Whether they have a voice or not, it does not take away their reality. Take for instance, Mrs Agbo Mnenna Mercy, who heartily shared her growth story of selling basins of corn to trading in bags; to Mrs Anyor Doshima, a petty trader in Wurunkum market, Benue State, who, through TraderMoni, was able to make an increase in the number of livestock she owned from 50 to 70; to Solomon Ogunwale, a trader in Oja Oba Market, Oyo State, who has expanded his blending business and has now employed a new staff.
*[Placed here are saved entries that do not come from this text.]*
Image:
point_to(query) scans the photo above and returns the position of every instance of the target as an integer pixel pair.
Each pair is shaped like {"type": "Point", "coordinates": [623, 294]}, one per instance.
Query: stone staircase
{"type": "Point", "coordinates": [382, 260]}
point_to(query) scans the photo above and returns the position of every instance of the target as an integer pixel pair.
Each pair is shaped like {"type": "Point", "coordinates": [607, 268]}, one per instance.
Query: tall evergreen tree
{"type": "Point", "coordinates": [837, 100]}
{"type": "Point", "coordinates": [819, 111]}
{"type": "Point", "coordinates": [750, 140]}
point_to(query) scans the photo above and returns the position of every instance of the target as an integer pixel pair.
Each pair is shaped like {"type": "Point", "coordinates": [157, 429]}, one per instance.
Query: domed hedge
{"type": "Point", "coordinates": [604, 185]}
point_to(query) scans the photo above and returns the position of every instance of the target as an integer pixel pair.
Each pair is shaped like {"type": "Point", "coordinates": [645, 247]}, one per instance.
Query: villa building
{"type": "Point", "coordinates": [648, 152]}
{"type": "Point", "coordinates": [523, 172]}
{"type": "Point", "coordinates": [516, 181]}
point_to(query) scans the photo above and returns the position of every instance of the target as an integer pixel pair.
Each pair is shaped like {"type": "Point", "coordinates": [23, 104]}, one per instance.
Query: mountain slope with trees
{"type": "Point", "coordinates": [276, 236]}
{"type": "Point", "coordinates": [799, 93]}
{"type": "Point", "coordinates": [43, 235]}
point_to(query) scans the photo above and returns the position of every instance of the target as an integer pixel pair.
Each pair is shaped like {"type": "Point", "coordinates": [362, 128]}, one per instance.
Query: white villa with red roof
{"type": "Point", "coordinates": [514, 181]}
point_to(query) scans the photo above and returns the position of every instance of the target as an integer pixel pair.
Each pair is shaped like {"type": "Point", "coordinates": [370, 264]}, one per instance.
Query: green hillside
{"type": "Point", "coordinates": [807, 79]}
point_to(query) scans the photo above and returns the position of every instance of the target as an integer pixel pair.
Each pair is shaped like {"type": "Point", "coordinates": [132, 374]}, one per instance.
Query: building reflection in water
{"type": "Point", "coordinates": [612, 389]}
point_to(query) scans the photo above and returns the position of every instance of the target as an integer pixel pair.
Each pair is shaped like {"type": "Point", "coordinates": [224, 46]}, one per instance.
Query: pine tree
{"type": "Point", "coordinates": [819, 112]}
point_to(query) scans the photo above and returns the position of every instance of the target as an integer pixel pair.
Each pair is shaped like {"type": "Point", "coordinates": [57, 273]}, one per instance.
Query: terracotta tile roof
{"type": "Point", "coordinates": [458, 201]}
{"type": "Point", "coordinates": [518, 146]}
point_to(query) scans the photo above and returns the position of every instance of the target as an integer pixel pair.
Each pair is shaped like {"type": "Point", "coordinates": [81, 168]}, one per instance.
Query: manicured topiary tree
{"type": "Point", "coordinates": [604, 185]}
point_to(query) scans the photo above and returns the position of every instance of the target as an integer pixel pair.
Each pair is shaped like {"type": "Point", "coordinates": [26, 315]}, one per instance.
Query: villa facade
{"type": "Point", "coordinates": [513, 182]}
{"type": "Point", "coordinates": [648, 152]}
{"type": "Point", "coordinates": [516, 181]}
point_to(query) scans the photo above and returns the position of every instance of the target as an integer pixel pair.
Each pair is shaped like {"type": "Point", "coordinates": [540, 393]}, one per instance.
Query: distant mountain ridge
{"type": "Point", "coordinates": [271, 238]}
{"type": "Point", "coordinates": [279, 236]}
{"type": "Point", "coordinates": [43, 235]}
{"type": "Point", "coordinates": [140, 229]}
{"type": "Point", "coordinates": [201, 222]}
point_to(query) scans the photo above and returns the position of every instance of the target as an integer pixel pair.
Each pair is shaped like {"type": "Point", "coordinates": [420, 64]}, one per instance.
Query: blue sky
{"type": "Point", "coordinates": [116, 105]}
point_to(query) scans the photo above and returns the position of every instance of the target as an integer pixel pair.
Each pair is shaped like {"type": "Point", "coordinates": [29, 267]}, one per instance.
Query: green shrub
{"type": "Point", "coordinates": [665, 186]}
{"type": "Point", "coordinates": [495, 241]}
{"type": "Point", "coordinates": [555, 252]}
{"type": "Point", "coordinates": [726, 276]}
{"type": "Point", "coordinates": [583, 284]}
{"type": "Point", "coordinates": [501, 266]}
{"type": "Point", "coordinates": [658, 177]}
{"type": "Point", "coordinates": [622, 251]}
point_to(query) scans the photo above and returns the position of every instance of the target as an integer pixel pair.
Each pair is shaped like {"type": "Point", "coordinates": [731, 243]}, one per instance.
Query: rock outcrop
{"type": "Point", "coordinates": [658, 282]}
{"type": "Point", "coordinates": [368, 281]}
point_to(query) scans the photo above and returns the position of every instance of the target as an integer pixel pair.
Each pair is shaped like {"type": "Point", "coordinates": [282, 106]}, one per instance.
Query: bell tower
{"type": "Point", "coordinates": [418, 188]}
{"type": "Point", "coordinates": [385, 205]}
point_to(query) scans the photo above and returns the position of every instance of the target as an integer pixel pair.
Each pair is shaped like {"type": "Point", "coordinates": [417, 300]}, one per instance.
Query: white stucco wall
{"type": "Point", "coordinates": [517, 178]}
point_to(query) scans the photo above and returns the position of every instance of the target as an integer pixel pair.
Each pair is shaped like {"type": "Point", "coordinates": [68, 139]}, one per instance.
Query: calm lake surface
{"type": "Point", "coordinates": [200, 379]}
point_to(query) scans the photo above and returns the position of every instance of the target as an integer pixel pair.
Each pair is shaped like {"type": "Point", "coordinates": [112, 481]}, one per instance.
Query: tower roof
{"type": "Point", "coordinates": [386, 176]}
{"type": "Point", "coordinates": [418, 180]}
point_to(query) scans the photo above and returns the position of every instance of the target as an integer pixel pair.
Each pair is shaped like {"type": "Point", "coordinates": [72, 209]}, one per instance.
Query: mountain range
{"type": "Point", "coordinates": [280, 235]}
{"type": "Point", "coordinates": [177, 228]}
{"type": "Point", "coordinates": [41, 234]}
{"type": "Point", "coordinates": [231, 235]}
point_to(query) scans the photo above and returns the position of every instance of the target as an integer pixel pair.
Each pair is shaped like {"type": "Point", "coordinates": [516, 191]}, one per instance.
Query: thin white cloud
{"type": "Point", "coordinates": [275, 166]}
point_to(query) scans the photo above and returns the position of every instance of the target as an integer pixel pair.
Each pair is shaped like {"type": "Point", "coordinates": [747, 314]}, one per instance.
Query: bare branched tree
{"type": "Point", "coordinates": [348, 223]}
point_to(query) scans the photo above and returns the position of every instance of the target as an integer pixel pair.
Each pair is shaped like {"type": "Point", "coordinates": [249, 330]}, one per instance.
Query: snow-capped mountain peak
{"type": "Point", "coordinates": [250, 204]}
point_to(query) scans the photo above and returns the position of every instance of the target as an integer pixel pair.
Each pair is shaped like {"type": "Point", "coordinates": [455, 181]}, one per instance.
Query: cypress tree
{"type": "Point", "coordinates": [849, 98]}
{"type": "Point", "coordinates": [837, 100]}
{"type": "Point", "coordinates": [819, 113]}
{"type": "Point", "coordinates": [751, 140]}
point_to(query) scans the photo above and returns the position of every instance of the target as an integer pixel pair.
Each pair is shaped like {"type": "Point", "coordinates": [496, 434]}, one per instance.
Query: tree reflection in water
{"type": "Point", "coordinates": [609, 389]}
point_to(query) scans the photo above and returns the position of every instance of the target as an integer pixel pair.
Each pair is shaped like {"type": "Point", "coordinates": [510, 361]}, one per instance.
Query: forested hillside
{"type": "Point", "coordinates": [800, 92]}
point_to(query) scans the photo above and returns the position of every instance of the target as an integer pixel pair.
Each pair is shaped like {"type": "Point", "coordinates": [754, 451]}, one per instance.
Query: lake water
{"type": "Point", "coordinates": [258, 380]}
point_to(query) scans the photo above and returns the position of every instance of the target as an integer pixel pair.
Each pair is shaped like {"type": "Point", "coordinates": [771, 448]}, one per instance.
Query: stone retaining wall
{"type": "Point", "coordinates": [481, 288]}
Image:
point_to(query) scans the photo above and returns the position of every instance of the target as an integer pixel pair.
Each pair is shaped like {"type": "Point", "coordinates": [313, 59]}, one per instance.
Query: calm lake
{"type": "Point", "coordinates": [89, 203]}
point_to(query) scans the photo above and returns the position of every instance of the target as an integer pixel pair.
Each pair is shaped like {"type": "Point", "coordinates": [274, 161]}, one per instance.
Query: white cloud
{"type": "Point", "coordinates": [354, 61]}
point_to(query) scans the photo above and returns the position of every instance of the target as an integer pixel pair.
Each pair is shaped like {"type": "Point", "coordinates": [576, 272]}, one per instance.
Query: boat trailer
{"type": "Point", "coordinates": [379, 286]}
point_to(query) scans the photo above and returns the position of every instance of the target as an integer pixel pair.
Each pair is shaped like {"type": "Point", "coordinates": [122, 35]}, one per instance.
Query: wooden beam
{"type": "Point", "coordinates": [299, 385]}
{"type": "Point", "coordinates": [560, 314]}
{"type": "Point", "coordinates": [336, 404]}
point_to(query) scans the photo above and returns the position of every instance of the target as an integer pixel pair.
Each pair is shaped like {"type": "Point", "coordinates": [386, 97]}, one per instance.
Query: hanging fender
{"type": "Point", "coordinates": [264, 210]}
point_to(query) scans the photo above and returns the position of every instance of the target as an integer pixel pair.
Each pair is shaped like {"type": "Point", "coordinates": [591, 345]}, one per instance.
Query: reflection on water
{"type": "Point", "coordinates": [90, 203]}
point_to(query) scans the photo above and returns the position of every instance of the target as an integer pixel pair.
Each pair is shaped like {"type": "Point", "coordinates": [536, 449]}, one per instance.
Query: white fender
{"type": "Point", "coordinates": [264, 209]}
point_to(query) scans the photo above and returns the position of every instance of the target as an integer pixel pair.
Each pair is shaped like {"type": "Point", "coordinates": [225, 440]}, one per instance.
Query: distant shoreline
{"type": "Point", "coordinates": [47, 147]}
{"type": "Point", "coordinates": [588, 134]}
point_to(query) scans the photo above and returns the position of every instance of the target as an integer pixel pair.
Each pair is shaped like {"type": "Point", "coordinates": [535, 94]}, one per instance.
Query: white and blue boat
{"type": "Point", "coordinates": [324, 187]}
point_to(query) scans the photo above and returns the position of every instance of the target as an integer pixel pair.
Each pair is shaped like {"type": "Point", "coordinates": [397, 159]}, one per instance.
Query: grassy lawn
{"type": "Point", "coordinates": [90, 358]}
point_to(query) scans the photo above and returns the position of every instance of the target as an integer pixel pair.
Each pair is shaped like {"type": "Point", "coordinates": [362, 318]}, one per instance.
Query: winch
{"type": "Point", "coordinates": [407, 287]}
These seemingly little changes in their businesses have culminated in increase in their purchasing power as well as improvement in their living standards, and even nutrition. The enormity of Nigerians in this economic demography is one of the reasons why it is detrimental for this vast number to remain underfunded or unassisted. The scheme addresses a pertinent challenge of citizens in this demography; accessing capital without the added pain of high interest rates and rigid collateral demands which before now, prevented them from expanding their businesses and employing more labour. The ripple
effect of the seemingly little, stretches as far as improving productivity among the disadvantaged population, decrease in inequality as more women are empowered financially, and the improvement in living standards triggering more economic activities across the nation. It was Confucius who said that he who intends to move a mountain must first start by carrying little stones.
The little impact of each loan given to a family, adds to the greater impact that Nigeria needs to end poverty, no matter how slowly. With the loans disbursed so far, this lifeline has done more for the economy than many can ever fathom.
James, the president of the Initiative to Save Democracy, writes from Abuja.